Electrode/electrolyte interface optimization

The electrode/electrolyte interface reaction process plays a key role in the performance of electrochemical energy storage devices. The different types of electrodes to optimize the electrode/electrolyte interface reaction dynamics using advanced electrolyte and new electrolyte additives can maximize the performance of aqueous zinc ion batteries (Wang et al., 2018; Xu et al., 2019). In 2016, J. Liu added Mn2+ into 2 M ZnSO4 electrolyte to improve the Mn2+ dissolution chemical potential of α-MnO2 electrode material in the process of zinc storage, which can effectively inhibit the J-T effect and improves cycle stability of α-MnO2/Zn battery (Pan et al., 2016). P. Chen etc (Wu et al., 2022) reported that the by-product of Zn4(OH)6SO4∙xH2O (ZHS) from pH fluctuation can react with Mn2+ during charge process at over 1.55 V to form a lowly crystallized (Zn,Mn)2Mn5O12∙4H2O (ZMO), which severely hinders the capacity of MnO2 cathode rapid fading (Figures 2A,B). The introduction of ion exchange resin (IER) can adjust the proton distribution in the electrolyte and eliminate the above adverse ZHS, so as to effectively inhibit the formation of ZMO, to improve cycle stability of MnO2 as cathode of Zn/MnO2 battery. Although some studies have shown that electrolyte optimization can improve the cycle stability of MnOx cathode materials, it is difficult to ensure that the cycle stability is improved without loss of specific capacity and rate performance.

FIGURE 2

(A) A schematic illustration of the irreversible structure change on the β-MnO2 cathode. (B) Schematic illustration of IER releasing and adsorbing protons. (C) The formation mechanism of the unique structure of CaSO4·2H2O (CS) SEI layer-coated Ca2MnO4 (CMO). (D) Schematic illustration of cathode/electrolyte interface in aqueous and waterless electrolyte. (E) The working mechanism of the interfacial reaction of the LiMn2O-cathode in ZnSO4-based aqueous electrolyte. (F) The ex-situ SEM images at fully discharged/charged state after (G) the 500th cycle and (E) the 1000th cycle.

In addition, the adverse effects of zinc hydroxysulfate by-products produced at the electrode/electrolyte interface of Mn based cathode materials in the process of Zn2+/H+ co-insertion have not attracted much attention. The interface of the MnOx electrode/electrolyte form a layer of zinc hydroxysulfate favorable SEI film from adverse factors by adjusting electrolyte environment, which can inhibit the dissolution of Mn2+, and effectively improve the cycle stability and the specific capacity and rate performance at the same time. J. Zhou found in the research of Ca2MnO4/Zn battery containing (Zn2++Mn2+)SO4 2- electrolyte that CaSO4·2H2O-SEI film formed on the surface of Ca2MnO4 cathode material, which effectively inhibited the dissolution of Mn during charge and discharge, and significantly improved the stability of the battery compared with the battery containing only CH3COO electrolyte (Figure 2C) (Shan et al., 2019). G.Z. Fang and S.Q. Liang put forward the relationship between the desolvation of Zn2+ from [Zn(OH2)6]2+-solvation shell and the electrolyte/electrode interfacial reaction to form Zn4SO4(OH)6·4H2O phase (Figures 2D–G). The Zn//MnO2 battery based on electrolyte optimization displayed the cycling stability of over 2000 cycles (Zhang et al., 2020). Thus, the process dynamics of the interface between cathode and electrolyte can be optimized by adjusting the electrolyte additives to match the manganese removal cathode materials, and the cycle stability can be effectively improved.
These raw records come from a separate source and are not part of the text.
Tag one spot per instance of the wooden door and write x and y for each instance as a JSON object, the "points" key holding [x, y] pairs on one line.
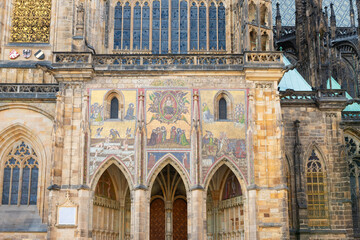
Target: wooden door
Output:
{"points": [[157, 220]]}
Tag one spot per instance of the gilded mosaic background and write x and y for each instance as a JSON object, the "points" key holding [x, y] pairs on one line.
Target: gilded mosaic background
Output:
{"points": [[112, 137]]}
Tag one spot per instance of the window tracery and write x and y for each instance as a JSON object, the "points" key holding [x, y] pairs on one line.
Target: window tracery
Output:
{"points": [[223, 106], [316, 192], [353, 157], [31, 21], [21, 172], [169, 26]]}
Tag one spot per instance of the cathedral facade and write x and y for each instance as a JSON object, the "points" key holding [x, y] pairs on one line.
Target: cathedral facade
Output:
{"points": [[178, 119]]}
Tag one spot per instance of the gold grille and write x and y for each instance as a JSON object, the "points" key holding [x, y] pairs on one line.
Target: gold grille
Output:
{"points": [[31, 21], [317, 207]]}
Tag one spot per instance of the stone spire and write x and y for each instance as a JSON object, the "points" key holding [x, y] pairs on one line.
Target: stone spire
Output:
{"points": [[278, 21], [352, 15], [332, 22]]}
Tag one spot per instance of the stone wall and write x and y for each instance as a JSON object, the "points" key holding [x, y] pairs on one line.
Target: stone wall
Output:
{"points": [[319, 130]]}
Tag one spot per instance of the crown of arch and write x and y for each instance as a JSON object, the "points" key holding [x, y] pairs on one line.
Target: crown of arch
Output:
{"points": [[225, 95], [320, 153], [19, 132], [108, 100], [18, 137], [105, 166], [226, 162], [162, 163]]}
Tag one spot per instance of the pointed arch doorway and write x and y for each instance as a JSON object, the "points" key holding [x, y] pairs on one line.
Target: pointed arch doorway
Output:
{"points": [[168, 206], [225, 206], [111, 206]]}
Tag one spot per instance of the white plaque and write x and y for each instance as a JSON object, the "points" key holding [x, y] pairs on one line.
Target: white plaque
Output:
{"points": [[67, 216]]}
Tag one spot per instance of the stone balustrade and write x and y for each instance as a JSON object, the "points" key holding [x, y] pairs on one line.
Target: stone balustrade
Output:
{"points": [[62, 59]]}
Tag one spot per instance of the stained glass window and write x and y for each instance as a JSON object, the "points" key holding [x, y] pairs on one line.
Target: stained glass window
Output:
{"points": [[156, 27], [221, 27], [126, 26], [353, 157], [317, 207], [137, 26], [114, 108], [222, 109], [202, 27], [212, 27], [194, 27], [31, 21], [174, 26], [22, 161], [164, 26], [183, 26], [145, 26], [173, 23], [118, 26]]}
Conclusion and perspectives

This work summarizes the bulk-phase and interface stability strategies of manganese oxide cathodes for aqueous Zn-MnO2 batteries. On the one hand, defect engineering regulated MnOx cathode can improve its structural stability and conductivity to improve cycle stability and rate capability. On the other hand, the interfacial reaction kinetics of MnOx cathode and electrolyte are optimized enriching with electrolyte additives can inhibit the dissolution of Mn and accelerate the diffusion kinetics of ion interface to effectively improve the cycle stability and specific capacity.
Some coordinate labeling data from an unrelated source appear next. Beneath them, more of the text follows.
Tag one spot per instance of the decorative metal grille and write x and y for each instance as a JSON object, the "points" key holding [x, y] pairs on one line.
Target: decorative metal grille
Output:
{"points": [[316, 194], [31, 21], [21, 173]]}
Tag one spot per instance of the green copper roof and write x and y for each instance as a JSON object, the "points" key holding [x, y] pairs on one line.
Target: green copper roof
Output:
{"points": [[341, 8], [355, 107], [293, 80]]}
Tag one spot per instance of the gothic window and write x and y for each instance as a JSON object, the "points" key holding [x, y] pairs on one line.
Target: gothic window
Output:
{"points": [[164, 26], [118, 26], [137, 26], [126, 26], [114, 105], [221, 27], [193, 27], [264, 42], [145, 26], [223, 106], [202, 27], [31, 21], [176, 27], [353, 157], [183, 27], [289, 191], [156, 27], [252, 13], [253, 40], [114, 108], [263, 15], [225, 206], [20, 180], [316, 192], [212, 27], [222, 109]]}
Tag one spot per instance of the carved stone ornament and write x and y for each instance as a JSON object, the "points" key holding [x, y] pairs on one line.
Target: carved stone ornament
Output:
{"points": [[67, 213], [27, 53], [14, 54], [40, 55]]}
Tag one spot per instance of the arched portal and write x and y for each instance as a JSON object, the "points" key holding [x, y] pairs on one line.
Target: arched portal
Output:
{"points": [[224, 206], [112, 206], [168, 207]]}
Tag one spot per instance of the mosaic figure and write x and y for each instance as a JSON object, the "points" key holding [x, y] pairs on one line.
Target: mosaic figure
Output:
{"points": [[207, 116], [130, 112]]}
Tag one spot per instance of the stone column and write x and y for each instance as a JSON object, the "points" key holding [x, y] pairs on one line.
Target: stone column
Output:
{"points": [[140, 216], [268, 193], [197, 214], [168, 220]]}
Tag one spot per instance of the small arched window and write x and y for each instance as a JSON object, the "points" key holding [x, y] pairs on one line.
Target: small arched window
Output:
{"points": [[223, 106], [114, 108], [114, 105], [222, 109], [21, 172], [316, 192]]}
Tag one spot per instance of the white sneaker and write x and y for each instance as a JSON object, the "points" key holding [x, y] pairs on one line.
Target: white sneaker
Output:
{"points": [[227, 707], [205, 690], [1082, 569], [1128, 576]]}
Although a lot of research work has been done on the optimization and modification of the cycle stability of MnOx cathode materials, the research on the regulation of bulk electronic states and the mechanism of interface adaptation is not deep and systematic, and the cycle stability that meets the commercial application has not been completely solved. To further improve the overall performance of MnOx cathode in aqueous solution system, we put forward the following anticipations: 1) To explore the best synthetic means and defect types of bulk electronic state regulation of manganese oxide, and systematically study the internal mechanism of bulk electronic state regulation; 2) The Zn2+ solvation structure was optimized by adding polar molecules or other additives into the electrolyte to improve the interface structure of manganese oxide and electrolyte. 3) Seeking an electrolyte adaptation system for in-situ construction of favorable SEI film on the surface of MnOx cathode, and establish a theoretical system of interface optimization; 4) Study the influence of parameters such as cathode and anode matching, electrolyte proportion and adaptation on device performance, and carry out a comprehensive evaluation of key performance such as energy density, power density and cycle stability of aqueous MnOx/Zn battery.